My enthusiasm for hiking San Jose area trails is still outstripping my ability to actually hike them. I’m pretty much the least fit member of my hiking group, but that didn’t stop me from signing up for what was billed as a “moderate” hike at Henry W. Coe State Park. The big lure was seeing the bloom of Indian Warriors. Well, I can see those any time with less than a mile hike from the barn in Sonoma. But I was intrigued to see the park, which, surprisingly, is the second largest park in California, surpassed only by Anza-Borrego Desert State Park. It also has the reputation of being one of the toughest parks to hike. After we were several miles out on the trail and there was no easy turning back, our fearless leader informed us that regular Yosemite hikers consider Henry Coe much tougher terrain. Coe also has the historical lure, for me at least, of being part of the historic De Anza Trail, the path the Spanish took around 1774 up from Mexico to found San Francisco. Surely, if they routed themselves through Henry Coe, they were going out of their way to find the toughest terrain, given that they could have jogged easily up the flat Santa Clara Valley just to the West. A more logical use for Coe was as an alleged hideout for famed bandit and model for Zorro, Joaquin Murietta, that is if he actually existed.
In any case, Coe is steep ridges and deep ravines. There is no flat land. You hike up, you scramble down, mostly on narrow deer paths. Add to that our fearless leader, Dave, who also happens to be a docent at Henry Coe, kept the group moving briskly. Even more amazing, Alan, who had to be the oldest member of our group was blazing ahead at a blistering pace. Every time I made it to what I thought would surely be the top of a ridge, there was the tiny figure of Alan disappearing over the horizon 200 feet above me.

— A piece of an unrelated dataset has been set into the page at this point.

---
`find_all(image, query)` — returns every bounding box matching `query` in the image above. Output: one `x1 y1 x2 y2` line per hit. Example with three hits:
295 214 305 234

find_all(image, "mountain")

Here is an amazing picture of Alan because he’s sitting down! After awhile, I stopped worrying about collapsing. I figured Alan would be able to pick me up and carry me back to the trailhead without breaking a sweat.
So, in short, Henry W. Coe is hard, hard, hard. And the trails we took are deemed to be the “easiest”. But it is so worth it. Even if you just drive up the windy road to the Park Headquarters on Dunne Road. Do that and you’ll see amazing ranchland, wildflowers, gorges and, at the top, magnificent views. Coe Park also has no non-native stands of trees so the landscape looks pretty much as it would have in De Anza’s day.

One of the relatively flat bits. But this was on top of the ridge after a hard climb. Except it wasn’t hard for Alan, who is out front.

Still, we were rewarded by views like this. I’m told, on a clear day, you can see Yosemite’s Half Dome.

The only things non-native around here were the turkeys, a few wild pigs, and some bullfrogs at Frog Lake.

It was great to get to the top. And indulge my new-found discovery of the panorama feature on my camera.
The Deets
Park: Henry W. Coe State Park
The Trails: Up Monument Trail, a brief side trip along the Ponderosa Trail, before descending Hobbs Road to Frog Lake. Then Frog Lake Trail to the Middle Ridge Trail, return to the trailhead via the Fish Trail and the Corral Trail
Best: Absolutely stunning views and a “wild” feeling as you walk along deer paths
Worst: Lung-burning climbs and knee jarring descents.
Facilities: Nice facilities and an interesting little museum at the Park Headquarters.
Why I’ll Go Back: The most beautiful park I’ve been to so far with a wild, uncivilized feel.
What a fun group.
i am glad you posted photos cuz i doubt i would ever attempt this! first i never go anywhere without the dogs so i know i can’t even stop and peek in but it looks lovely.